“Does Switzerland have a moon? If it does, I love you to Switzerland and back.”
Alzheimer’s quotes
Hump Day
Nurse: Happy hump day, Love.
Patient: Oh yeah, who are we humping?
Bad Omen
“I’m watching your ears wiggle, if your right foot claps, it’s a bad omen.”
Worker Bees
“Don’t let your worker bees lose their spots.”
Time Machine
Nurse: A lot has changed since you were young. Did you ever think people would be stuck to phones they carry in their pockets?
100 year old Patient: No, I guess I would like a time machine to tell you all to get a life.
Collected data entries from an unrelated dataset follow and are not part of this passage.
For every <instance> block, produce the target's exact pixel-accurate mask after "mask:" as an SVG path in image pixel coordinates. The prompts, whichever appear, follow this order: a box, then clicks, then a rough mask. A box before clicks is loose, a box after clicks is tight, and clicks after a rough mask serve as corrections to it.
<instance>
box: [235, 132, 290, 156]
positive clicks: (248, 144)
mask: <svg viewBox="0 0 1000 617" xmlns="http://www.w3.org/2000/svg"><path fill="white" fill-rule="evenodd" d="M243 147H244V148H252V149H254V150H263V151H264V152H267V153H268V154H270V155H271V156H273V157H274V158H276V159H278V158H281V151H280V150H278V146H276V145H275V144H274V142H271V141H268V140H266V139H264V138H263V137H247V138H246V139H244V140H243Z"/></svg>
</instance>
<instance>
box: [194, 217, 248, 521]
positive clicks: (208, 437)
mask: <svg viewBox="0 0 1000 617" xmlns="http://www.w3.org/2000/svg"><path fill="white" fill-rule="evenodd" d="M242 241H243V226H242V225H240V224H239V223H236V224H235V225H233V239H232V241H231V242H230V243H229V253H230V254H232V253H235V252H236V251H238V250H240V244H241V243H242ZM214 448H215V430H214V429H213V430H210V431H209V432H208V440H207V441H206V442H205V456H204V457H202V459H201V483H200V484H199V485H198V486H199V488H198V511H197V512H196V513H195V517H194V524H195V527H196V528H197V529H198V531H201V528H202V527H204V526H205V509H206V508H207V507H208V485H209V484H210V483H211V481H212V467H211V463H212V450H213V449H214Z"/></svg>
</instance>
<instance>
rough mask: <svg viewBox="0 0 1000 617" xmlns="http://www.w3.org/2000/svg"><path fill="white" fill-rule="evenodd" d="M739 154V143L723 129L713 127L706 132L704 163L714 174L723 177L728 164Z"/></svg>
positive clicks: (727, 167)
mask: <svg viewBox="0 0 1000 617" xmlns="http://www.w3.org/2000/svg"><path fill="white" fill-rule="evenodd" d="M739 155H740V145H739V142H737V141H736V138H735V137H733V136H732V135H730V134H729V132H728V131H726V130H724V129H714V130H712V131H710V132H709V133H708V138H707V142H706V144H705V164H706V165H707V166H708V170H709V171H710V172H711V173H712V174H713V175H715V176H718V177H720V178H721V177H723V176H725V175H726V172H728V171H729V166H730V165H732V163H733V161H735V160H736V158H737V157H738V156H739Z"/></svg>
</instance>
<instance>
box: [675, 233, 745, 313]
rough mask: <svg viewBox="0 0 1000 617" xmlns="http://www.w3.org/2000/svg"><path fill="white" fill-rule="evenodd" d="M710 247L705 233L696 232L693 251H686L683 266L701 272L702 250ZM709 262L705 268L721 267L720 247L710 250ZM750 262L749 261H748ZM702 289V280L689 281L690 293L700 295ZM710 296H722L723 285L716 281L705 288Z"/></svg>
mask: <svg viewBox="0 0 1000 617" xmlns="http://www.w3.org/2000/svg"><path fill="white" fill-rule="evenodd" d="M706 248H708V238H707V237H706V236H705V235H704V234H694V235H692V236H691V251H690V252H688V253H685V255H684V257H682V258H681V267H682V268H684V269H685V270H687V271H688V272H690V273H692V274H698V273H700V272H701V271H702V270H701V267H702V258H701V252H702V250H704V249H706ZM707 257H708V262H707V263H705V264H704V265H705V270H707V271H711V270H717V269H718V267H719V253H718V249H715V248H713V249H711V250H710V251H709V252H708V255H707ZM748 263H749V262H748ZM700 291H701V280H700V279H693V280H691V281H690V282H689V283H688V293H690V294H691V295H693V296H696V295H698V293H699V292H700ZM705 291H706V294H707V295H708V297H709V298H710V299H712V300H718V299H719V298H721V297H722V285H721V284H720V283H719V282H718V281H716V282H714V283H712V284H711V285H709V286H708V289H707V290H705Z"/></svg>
Nurse: You need a time machine for that?
Patient: I need one to prove how stupid this conversation is.
Say My Name
Nurse: Say my name.
Patient: Squirrel Dog
Information
“You better get off your ass because that’s where the information is coming from.”
Sandman Poetry
“I’m listening to the sandman across the moon. He told me you ran away too soon.”
Rain Ditch
“You need a hard bodied young man to stick you in a rainy ditch somewhere.”
Mushroom
“Did you see the giant mushroom that attacked my car?”
Dehydration
“What are you doing to intimately dehydrate me before dinner?”
Heart Failure
“Go ahead lady, take another swig of that heart failure on ice.”
Blouse
“Can I look down your blouse to make my belly feel better?”
Parrot
“I’m going to hire a parrot to squirt on your glasses.”
Periodicals
“How did you get your periodicals so small?”
Beer Run
“I’d like to make a call to whatever airline is making beer runs.”
Zip Zap
“I just want something to make my heart go zip-zap-how-bout-that.”
Slugs
“We go together like slugs in the night.”
Row Your Boat
Patient: “You look like you swim a gay ocean. Do you row your boat in that sea?”
Nurse: “No Sir, I seem to always end up rowing on the Dead Sea.”
Summer Hole
“You guys have really gone up my summer hole.”